BASTA DE APELLIDOS SIN CONTENIDOS
¿Qué misterio inenarrable provocará que un mismo equipo de creativos al poco tiempo de ser partícipes de un éxito memorable en su propio país y de destacado suceso en el resto del mundo, produzca algo tan inferior y diferente a la obra original? Porque Ocho apellidos vascos -primera parte de esta historia- tampoco es una comedia que derrocha virtuosismo pero logra destacar. De hecho es de las que podemos asociar a muchas otras por su exacta parodia a la situación típica de Montescos y Capuletos. De esas historias de amor que envuelven a una pareja de tórtolos que buscan vencer diferencias y rivalidades irreconciliables en su entorno y en el camino provocan tanta risa y empatía en el espectador que lo dejan satisfecho y con la mandíbula floja. Algo que no pasa, ni con la mayor predisposición, al ver Ocho apellidos catalanes, que retoma el hilo argumental, agrega personajes, nos lleva a otros escenarios más pintorescos pero sin embargo, no logra conectar. Al momento de verla decidí hacerlo con mínima información y sin acudir antes a la original -que sería lo recomendable desde el sentido común-. Cuando iba el cuarto de hora y no lograba arrancarme una sonrisa me reproché el no haber hecho al revés, porque quizás el secreto de la secuela fuese el juego cómplice y los guiños a quienes ya hubieran adoptado a los personajes por la primera parte. Pero no tardé mucho en darme cuenta de que ese no era el problema, la realidad es que Ocho apellidos catalanes no conmueve, no divierte ni genera otro sentimiento que no sea el aburrimiento y la decepción. Y lo logra por sí misma.
Todo comienza cuando Rafa (Dani Rovira), separado de Amaia (Clara Lago) y gozando de una soltería descontrolada, es visitado por su ex-suegro Koldo (Karra Elejalde) quien le pide que lo acompañe a evitar la boda de su hija con un artista a quien obviamente no quiere de yerno.
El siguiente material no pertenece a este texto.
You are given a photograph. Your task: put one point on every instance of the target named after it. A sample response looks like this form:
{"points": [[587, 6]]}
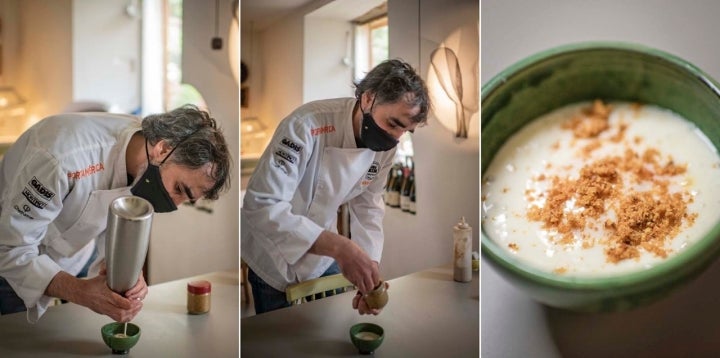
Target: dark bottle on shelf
{"points": [[407, 185], [411, 207]]}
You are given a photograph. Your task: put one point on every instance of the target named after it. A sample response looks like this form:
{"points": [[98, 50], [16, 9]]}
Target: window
{"points": [[176, 92], [371, 45], [372, 48]]}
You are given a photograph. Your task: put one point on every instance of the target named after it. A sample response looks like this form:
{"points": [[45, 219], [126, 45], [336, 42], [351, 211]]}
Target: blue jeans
{"points": [[10, 302], [266, 298]]}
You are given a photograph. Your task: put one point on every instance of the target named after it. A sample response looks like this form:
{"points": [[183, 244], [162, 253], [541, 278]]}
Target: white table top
{"points": [[167, 330], [428, 315]]}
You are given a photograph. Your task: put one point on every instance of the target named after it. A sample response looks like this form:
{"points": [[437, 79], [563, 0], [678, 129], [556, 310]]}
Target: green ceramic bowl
{"points": [[611, 72], [112, 332], [366, 337]]}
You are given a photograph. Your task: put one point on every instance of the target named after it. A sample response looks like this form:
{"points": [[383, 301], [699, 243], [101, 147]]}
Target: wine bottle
{"points": [[388, 186], [394, 193], [411, 206], [410, 179]]}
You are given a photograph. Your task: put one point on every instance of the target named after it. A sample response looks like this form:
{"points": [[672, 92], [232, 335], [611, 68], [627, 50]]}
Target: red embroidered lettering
{"points": [[91, 169], [322, 130]]}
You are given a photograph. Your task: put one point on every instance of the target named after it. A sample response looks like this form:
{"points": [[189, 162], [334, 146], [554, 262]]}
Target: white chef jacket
{"points": [[56, 184], [311, 166]]}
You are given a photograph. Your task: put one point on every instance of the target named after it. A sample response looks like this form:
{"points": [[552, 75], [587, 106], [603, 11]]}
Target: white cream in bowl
{"points": [[595, 189]]}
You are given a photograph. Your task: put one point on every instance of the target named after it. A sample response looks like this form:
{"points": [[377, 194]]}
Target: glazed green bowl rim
{"points": [[359, 327], [660, 272], [109, 330]]}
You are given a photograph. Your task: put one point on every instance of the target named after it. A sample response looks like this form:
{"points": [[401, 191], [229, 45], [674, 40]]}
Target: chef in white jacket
{"points": [[324, 154], [56, 184]]}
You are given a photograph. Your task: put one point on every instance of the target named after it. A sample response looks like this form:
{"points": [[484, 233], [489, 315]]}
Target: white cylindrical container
{"points": [[462, 250], [127, 238]]}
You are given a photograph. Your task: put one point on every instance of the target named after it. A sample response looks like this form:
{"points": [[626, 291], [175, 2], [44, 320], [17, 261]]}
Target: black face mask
{"points": [[374, 137], [150, 187]]}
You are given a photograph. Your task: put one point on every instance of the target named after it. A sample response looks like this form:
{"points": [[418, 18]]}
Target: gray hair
{"points": [[198, 139], [391, 81]]}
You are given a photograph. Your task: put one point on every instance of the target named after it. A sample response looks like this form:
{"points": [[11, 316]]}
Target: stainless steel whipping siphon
{"points": [[127, 238]]}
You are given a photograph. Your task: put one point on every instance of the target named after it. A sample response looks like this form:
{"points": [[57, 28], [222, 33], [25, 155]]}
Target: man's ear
{"points": [[160, 150], [366, 100]]}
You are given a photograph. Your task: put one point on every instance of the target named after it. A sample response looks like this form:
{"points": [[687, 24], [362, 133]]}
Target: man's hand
{"points": [[362, 307], [96, 295], [354, 263]]}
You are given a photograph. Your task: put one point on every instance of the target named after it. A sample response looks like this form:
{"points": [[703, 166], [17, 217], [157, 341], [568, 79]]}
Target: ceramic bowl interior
{"points": [[112, 334], [611, 72], [366, 337]]}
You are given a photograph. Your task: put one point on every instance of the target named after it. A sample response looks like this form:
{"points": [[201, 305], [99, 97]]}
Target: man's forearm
{"points": [[64, 286], [329, 244]]}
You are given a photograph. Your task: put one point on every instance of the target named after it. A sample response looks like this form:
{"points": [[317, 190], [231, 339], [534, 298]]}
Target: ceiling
{"points": [[262, 13]]}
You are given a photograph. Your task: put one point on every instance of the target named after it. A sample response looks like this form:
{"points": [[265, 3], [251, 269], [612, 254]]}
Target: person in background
{"points": [[58, 180], [324, 154]]}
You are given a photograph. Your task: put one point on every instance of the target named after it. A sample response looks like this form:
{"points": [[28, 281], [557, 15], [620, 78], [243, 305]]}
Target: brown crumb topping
{"points": [[630, 193]]}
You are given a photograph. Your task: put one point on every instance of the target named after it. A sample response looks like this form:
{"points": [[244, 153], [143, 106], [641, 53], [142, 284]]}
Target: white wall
{"points": [[326, 76], [106, 54], [447, 170], [190, 242], [37, 53]]}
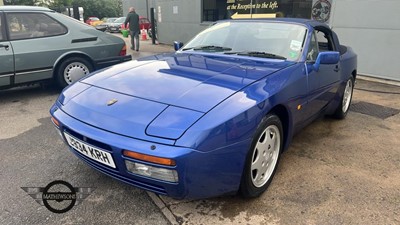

Rafa accede y viaja a Cataluña sólo para enredarse en la trampa del nuevo novio (Berto Romero), que ha creado toda una fantasía en torno a su boda a la cual pretende convertir en la primera celebrada en una Cataluña presuntamente independizada -al menos para su abuela Rosé (Rosa Maria Sardà), depositaria de la farsa-. A partir de allí los enredos se suscitan -de manera bastante forzada- mientras el desconsolado pero no resignado andaluz intenta recuperar el amor de la vasca Amaia en tierra cataluña.
El problema no pasa sólo por el inverosímil del planteo -algo que fluye como cascada en la versión anterior- sino en parte en la deformación del perfil de cada personaje y los desaciertos en los gags que antes funcionaban con la exactitud de un reloj y ahora no le pegan al ritmo del segundero. El punto de vista elegido para la narración otra vez es el de Rafa a quien se ha exacerbado tanto en sus gesticulaciones que parece estar todo el tiempo bajo la influencia de alguna sustancia. Algo similar pasa con Koldo, que si bien mantiene el perfil, de su boca no sale nada que cause gracia y se convierte en un gruñón pasteurizado y poco útil. Curiosamente las nuevas incorporaciones -el novio Pau y la abuela Rose-, son los que tienen las líneas y gags más efectivos aunque terminan repitiéndose hasta el hartazgo y es finalmente Amaia quien pone el ancla a los desbordes y por esa misma razón termina aburriendo. Desaprovechado en su totalidad queda, por último, el personaje de Merche (Carmen Machi), cuya presencia apenas se justifica en ese contexto bizarro.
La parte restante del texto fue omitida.